Zulassung der Beschwerde zu integrativer Beschulung abgelehnt

Öffentliches RechtAllgemeines VerwaltungsrechtSchulrechtVerworfen

KI-Zusammenfassung

Die Antragstellerin beantragte Zulassung der Beschwerde mit Bezug auf einen Anspruch auf integrative Beschulung. Das OVG lehnte den Zulassungsantrag nach §146 Abs.4 i.V.m. §124 Abs.2 VwGO ab, da die Voraussetzungen (insbesondere grundsätzliche Bedeutung) nicht vorliegen. Die Entscheidung war zudem doppelt begründet; für beide Begründungsteile wurden keine Zulassungsgründe dargelegt. Kosten- und Streitwertentscheidung (4.000 DM) wurden getroffen.

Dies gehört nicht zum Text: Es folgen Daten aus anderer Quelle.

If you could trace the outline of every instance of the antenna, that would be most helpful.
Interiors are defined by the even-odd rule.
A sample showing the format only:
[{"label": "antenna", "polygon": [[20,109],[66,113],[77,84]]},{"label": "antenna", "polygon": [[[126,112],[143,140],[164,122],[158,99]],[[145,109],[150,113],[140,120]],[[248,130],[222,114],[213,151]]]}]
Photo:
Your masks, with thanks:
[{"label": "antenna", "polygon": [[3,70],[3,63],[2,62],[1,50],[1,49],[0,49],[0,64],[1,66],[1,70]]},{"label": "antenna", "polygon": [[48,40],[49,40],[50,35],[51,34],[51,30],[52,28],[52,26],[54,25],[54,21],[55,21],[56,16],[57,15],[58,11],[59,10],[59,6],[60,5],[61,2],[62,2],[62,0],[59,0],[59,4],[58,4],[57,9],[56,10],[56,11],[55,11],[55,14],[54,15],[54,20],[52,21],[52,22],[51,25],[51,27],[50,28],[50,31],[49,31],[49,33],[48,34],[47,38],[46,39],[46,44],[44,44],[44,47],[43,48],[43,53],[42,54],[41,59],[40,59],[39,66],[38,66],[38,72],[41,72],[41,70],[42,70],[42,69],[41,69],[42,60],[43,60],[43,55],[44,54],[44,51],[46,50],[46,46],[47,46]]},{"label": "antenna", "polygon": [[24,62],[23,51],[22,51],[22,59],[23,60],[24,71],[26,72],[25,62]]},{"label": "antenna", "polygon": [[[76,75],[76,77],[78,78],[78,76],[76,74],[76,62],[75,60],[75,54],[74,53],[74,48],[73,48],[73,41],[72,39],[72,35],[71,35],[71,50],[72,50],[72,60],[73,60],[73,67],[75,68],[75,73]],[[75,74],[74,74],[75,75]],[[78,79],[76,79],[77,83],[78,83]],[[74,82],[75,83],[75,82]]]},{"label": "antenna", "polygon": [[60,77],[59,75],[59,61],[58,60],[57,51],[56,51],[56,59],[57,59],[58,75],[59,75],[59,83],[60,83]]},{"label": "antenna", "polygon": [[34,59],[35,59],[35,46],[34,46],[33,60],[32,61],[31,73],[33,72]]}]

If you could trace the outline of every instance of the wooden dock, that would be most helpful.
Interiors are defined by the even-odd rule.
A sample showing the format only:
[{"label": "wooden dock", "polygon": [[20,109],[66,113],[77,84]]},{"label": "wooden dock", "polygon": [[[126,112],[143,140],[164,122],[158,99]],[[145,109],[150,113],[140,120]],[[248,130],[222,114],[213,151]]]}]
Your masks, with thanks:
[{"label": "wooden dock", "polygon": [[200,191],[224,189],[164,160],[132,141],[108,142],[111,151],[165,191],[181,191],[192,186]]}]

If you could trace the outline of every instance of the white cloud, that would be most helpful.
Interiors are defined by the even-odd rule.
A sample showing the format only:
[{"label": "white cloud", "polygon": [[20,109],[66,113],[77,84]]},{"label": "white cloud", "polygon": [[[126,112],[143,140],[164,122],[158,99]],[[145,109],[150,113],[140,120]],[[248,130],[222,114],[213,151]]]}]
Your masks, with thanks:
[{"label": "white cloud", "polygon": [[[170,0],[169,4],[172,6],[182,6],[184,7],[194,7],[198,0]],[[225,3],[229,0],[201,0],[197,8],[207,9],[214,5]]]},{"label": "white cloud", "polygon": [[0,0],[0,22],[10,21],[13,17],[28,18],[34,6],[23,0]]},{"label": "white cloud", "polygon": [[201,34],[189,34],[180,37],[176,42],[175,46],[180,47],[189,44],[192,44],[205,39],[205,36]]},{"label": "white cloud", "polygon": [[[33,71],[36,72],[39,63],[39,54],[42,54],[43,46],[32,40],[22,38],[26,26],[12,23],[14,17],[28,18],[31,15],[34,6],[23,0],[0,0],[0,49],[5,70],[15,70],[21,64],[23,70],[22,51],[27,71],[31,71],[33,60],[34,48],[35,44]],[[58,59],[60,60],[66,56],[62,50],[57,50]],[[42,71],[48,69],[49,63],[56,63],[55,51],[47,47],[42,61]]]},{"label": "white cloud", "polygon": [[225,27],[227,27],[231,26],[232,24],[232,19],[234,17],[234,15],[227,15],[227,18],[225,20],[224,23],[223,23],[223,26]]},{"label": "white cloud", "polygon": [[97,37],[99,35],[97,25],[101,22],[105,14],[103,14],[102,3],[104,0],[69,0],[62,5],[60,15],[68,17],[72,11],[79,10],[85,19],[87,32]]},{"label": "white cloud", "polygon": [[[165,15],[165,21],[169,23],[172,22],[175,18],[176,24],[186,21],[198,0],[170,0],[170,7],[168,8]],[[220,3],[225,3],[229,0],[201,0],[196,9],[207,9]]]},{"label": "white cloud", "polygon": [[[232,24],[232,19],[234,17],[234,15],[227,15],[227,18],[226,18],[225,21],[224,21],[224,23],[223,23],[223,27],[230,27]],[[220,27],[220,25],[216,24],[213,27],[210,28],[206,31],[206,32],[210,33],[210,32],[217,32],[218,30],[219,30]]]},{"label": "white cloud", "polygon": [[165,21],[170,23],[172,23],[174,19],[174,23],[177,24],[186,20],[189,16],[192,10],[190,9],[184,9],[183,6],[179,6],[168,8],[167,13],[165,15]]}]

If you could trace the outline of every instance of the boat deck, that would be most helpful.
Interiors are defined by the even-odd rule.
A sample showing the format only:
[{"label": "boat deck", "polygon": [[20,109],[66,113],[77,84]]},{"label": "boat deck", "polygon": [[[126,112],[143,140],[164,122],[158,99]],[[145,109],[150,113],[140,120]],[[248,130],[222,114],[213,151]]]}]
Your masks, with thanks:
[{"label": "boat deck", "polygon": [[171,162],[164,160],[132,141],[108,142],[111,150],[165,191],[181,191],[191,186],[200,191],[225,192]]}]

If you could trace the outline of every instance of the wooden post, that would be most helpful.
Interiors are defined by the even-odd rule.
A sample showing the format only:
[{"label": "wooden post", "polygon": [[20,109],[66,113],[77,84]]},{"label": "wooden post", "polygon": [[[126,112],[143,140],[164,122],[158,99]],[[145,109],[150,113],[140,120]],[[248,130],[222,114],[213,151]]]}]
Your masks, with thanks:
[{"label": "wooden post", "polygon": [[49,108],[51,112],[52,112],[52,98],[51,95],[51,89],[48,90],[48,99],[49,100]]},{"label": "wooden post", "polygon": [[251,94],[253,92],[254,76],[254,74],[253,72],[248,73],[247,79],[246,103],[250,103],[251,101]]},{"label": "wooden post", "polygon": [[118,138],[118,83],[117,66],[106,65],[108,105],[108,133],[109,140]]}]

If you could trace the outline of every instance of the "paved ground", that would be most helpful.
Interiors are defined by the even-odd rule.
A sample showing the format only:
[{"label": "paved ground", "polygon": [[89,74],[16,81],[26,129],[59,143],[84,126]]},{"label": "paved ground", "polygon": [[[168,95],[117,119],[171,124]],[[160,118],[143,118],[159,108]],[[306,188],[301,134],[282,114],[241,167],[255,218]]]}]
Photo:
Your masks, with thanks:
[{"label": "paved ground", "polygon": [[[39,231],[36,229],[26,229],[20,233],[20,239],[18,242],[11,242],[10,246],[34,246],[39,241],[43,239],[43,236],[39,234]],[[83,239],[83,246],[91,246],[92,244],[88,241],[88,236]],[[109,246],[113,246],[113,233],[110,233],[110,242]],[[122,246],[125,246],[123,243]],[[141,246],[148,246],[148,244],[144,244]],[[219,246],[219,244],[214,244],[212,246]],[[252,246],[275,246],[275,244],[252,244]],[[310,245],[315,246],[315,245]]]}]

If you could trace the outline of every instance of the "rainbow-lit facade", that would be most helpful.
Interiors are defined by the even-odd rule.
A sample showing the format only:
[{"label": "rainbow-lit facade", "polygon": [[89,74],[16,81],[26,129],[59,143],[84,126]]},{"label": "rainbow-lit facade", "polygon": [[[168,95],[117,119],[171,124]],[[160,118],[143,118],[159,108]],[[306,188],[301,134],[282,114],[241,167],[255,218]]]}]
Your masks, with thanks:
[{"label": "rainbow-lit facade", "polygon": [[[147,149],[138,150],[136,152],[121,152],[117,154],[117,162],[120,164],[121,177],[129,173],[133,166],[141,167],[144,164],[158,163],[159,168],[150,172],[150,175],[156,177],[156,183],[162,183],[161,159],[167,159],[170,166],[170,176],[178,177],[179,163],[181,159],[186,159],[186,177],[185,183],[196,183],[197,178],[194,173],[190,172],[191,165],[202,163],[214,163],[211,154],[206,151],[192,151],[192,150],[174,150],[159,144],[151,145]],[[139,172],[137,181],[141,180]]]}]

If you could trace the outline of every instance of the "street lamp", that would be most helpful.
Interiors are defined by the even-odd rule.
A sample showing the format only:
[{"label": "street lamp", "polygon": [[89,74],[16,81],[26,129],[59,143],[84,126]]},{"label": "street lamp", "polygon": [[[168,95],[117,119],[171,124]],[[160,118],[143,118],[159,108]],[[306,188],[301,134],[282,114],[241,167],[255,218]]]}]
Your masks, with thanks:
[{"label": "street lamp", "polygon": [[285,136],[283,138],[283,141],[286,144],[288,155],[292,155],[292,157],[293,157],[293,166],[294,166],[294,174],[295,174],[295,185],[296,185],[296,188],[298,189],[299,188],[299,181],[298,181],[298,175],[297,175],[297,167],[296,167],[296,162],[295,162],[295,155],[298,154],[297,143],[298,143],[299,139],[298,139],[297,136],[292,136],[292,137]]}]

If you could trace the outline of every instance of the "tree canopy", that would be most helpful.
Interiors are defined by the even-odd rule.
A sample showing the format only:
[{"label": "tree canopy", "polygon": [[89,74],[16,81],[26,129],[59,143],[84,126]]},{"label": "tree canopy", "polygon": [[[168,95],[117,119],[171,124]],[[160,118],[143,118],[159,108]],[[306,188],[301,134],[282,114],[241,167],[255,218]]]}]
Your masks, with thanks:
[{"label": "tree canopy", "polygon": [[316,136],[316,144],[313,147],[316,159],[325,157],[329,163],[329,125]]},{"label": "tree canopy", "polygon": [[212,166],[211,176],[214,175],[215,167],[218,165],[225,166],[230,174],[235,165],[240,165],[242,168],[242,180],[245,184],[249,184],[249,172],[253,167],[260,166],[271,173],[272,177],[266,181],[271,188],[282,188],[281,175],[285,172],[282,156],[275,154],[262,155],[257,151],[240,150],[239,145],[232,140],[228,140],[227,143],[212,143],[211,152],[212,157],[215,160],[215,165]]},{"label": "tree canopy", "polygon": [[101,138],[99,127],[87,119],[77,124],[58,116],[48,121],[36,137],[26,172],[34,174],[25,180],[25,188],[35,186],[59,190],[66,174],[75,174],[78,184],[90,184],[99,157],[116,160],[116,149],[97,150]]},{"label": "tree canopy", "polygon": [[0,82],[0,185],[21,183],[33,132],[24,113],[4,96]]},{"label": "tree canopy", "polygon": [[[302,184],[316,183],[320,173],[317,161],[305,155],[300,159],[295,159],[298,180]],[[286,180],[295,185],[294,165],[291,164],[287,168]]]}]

Ausgang: Antrag auf Zulassung der Beschwerde wegen fehlender Zulassungsgründe nach §146 Abs.4 i.V.m. §124 Abs.2 VwGO verworfen; Kosten- und Streitwertfestsetzung (4.000 DM).

Abstrakte Rechtssätze

1

Die Zulassung einer Beschwerde nach §146 Abs.4 i.V.m. §124 Abs.2 VwGO setzt das Vorliegen der gesetzlich genannten Zulassungsgründe (z.B. grundsätzliche Bedeutung) voraus.

2

Eine Rechtssache hat nur dann grundsätzliche Bedeutung, wenn sie eine bisher obergerichtlich nicht beantwortete Frage aufwirft, deren Klärung im Interesse der Einheitlichkeit der Rechtsprechung oder der bedeutsamen Fortentwicklung des Rechts oder verallgemeinerungsfähige Auswirkungen erforderlich macht.

3

Ist eine Entscheidung in selbständig tragender Weise doppelt begründet, muss für jeden Begründungsteil ein eigener Zulassungsgrund vorliegen.

4

Einstweilige Anordnungen sind gegen belastende Verwaltungsakte grundsätzlich unzulässig, soweit der vorläufige Rechtsschutz nach §80 Abs.5 VwGO vorgesehen ist; zudem fehlt Rechtsschutzinteresse, wenn der angefochtene Bescheid bereits bestandskräftig entschieden ist.

Relevante Normen
§ 146 Abs. 4 iVm § 124 Abs. 2 VwGO§ Art. 3 Abs. 3 Satz 2 GG§ 123 Abs. 1 VwGO§ 153 VwGO§ 132 VwGO§ 80 Abs. 5 VwGO

Vorinstanzen

Verwaltungsgericht Arnsberg, 10 L 1570/97

Tenor

Der Antrag auf Zulassung der Beschwerde wird abgelehnt.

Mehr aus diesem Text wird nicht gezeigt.